The first thing he noticed was the pillar outside the 12th century edifice with two knights on a horse. This, it turns out, is one of the traditional insignias of the Knights Templar, demonstrating both the fierceness of their fighting prowess and their vow of poverty.
Behind it was the English representation of Jerusalem's Church of the Holy Sepulchre. Built by the Templars after the success of the First Crusade, it was consecrated in 1185. The area, owned by the Templars, became their headquarters in England.
An interesting question is how the hangout of a bunch of warrior monks became associated with the Law in the city. The full story is given here. Suffice it to say that under the Normans, only priests were allowed to handle legal matters - originally Church Law, but as their adjudications became precedents for Common Law, so did their jurisdictions expand to cover secular matters. Later, they were replaced by a lay order of lawyers, all of whom, for some reason congregated in the Temple area, establishing their halls of residence and practice.
The first mention of the law in the Temple dates from Wat Tyler's Peasant Rebellion of the 14th century, when the area was sacked and legal documents destroyed.
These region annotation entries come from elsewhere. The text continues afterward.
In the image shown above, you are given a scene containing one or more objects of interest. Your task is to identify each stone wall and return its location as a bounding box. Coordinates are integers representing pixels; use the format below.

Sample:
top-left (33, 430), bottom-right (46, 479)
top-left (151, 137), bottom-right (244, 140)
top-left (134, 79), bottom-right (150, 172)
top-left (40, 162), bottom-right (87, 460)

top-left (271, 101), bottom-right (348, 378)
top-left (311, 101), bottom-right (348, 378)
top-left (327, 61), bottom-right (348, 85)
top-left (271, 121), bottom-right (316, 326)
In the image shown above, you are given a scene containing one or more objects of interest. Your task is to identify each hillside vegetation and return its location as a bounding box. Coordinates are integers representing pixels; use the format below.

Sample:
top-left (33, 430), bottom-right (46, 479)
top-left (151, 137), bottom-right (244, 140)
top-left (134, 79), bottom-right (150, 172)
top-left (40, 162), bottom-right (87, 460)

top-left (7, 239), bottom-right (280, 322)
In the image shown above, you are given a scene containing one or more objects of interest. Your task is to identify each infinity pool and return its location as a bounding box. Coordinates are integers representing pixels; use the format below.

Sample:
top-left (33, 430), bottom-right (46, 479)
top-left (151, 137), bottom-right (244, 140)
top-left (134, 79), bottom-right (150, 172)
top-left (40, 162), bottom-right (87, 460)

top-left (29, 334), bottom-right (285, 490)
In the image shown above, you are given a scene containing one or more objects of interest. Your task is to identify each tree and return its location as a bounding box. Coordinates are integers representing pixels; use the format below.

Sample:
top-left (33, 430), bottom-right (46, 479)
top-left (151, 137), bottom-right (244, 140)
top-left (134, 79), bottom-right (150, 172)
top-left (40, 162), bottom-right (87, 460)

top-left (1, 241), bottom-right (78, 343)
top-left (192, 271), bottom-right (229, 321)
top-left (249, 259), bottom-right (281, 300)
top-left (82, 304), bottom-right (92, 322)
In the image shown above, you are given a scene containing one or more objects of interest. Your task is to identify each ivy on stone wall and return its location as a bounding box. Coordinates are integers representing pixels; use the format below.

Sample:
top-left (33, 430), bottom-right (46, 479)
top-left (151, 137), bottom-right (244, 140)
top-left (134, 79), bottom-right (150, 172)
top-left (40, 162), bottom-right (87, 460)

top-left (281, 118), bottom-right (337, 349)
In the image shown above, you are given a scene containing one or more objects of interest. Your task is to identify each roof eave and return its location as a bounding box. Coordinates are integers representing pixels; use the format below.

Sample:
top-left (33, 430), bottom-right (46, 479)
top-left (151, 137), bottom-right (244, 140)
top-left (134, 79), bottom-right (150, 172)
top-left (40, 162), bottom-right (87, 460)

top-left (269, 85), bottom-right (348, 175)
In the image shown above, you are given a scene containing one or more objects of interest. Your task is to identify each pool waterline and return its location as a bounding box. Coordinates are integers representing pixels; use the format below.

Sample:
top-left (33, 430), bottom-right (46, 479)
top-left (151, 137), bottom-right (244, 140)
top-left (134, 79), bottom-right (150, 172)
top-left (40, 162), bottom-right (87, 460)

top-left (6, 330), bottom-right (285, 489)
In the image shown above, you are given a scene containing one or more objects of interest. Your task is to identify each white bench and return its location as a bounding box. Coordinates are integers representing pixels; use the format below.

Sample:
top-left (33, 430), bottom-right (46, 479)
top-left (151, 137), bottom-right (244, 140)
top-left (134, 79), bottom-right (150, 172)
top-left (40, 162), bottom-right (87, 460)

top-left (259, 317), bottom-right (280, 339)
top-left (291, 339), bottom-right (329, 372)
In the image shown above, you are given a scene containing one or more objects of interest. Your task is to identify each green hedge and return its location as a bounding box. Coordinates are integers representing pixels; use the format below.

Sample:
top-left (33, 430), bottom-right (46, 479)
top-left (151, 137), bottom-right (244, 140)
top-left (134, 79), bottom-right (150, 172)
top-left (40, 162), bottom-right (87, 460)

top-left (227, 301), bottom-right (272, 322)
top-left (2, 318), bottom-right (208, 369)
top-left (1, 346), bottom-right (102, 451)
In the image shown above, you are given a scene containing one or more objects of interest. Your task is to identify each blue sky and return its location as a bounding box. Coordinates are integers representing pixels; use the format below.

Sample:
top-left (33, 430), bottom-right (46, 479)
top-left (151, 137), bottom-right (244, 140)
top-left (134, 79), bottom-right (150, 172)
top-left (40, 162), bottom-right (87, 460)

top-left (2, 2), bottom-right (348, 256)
In Terry Jones's excellent Medieval Lives, he points out that Tyler's people, contrary to the popular perception of the indigent and uneducated rabble that constituted medieval peasantry, were clearly well-read and conversant with matters of the law. They are said to have targeted the legal archives of the Temple with one purpose - to destroy title deeds and land registry records, so that they could be freed from the tyranny of the nobility which (after the Black Death) was trying to suppress their freedoms of movement and undermine their wages.
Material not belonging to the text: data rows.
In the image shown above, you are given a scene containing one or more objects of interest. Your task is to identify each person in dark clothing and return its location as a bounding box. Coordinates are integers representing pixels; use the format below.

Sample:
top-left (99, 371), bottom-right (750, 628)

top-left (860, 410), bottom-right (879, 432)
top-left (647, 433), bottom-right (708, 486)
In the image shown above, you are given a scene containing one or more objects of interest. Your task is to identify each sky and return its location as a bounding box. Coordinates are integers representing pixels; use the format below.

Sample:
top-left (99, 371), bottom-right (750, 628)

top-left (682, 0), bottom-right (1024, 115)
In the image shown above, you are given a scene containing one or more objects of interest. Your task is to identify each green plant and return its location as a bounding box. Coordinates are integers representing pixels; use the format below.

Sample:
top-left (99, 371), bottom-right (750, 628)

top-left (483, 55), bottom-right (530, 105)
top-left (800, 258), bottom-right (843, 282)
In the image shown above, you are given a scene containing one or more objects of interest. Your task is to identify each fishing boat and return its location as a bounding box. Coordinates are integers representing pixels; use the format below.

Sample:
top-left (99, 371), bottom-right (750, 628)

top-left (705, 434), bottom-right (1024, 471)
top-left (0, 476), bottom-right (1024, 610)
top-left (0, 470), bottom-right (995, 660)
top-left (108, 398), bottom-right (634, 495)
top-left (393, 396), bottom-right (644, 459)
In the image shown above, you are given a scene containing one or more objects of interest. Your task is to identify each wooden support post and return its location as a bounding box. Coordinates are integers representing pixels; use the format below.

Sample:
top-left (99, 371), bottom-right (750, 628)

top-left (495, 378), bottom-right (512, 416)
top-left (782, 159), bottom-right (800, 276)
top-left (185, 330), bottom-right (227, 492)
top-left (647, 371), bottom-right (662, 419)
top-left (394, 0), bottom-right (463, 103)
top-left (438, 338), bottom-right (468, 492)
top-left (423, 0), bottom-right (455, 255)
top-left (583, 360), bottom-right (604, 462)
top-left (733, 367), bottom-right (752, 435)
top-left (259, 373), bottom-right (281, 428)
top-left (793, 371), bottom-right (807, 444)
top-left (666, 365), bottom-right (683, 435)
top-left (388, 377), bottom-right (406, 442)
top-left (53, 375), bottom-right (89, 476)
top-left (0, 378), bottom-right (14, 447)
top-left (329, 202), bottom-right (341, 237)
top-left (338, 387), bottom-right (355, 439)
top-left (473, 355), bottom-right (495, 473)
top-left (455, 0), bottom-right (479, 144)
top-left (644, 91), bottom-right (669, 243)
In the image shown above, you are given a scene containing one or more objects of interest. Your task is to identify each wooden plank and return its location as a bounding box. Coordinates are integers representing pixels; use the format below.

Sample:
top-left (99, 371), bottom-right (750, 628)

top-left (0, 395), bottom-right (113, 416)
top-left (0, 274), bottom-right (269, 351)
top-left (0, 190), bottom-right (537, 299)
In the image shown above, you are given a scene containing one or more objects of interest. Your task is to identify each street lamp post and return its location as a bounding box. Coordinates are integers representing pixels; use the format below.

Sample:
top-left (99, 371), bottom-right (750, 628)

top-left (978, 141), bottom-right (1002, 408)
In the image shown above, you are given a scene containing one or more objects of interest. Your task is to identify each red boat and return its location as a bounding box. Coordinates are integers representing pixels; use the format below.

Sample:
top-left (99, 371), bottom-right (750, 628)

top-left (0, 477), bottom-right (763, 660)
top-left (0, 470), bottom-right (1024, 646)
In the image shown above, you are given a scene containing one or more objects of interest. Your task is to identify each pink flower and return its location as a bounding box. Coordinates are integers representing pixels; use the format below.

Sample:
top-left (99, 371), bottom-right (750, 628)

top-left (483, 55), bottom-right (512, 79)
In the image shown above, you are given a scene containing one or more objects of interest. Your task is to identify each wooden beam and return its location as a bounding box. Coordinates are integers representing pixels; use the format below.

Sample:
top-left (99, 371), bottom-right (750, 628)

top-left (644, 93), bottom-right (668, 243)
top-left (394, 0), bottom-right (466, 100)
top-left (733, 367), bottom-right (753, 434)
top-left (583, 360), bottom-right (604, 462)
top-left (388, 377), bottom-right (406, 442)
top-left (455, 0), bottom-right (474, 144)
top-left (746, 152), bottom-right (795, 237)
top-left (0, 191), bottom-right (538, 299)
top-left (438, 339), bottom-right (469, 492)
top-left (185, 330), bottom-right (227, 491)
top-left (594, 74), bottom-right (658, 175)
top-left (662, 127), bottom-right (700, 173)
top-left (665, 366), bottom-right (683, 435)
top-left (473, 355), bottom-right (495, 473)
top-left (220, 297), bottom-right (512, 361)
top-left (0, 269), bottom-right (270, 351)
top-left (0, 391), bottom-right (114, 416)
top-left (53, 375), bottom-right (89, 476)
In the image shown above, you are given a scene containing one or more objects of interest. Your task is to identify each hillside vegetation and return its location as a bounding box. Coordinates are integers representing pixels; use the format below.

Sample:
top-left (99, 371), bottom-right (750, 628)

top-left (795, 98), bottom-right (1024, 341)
Inside the Church were effigies of famed Templars and other worthies. Sieur Geoffrey de Mandeville, one of the first earls of Essex, is one worthy. All around the walls are grotesque physiognomies of men. While their purpose is not entirely clear to me, they did provide a brief moment of levity for the boy. "Funny!" he said.
Hordes of Japanese tourists abounded in the edifice, clicking away, posing and speaking rapidly in hushed tones. We nipped out in orderly fashion, and pottered around a bit more. Doctor Johnson's Buildings were behind the church, famous for,well, Doctor Johnson. Rather nondescript buildings, I must hasten to say, but behind them is a much prettier quadrangle surrounded by taller red-brick halls. Here I saw an unexplained sculpture of two hands. If anyone knows what these are about, I'd love to be advised.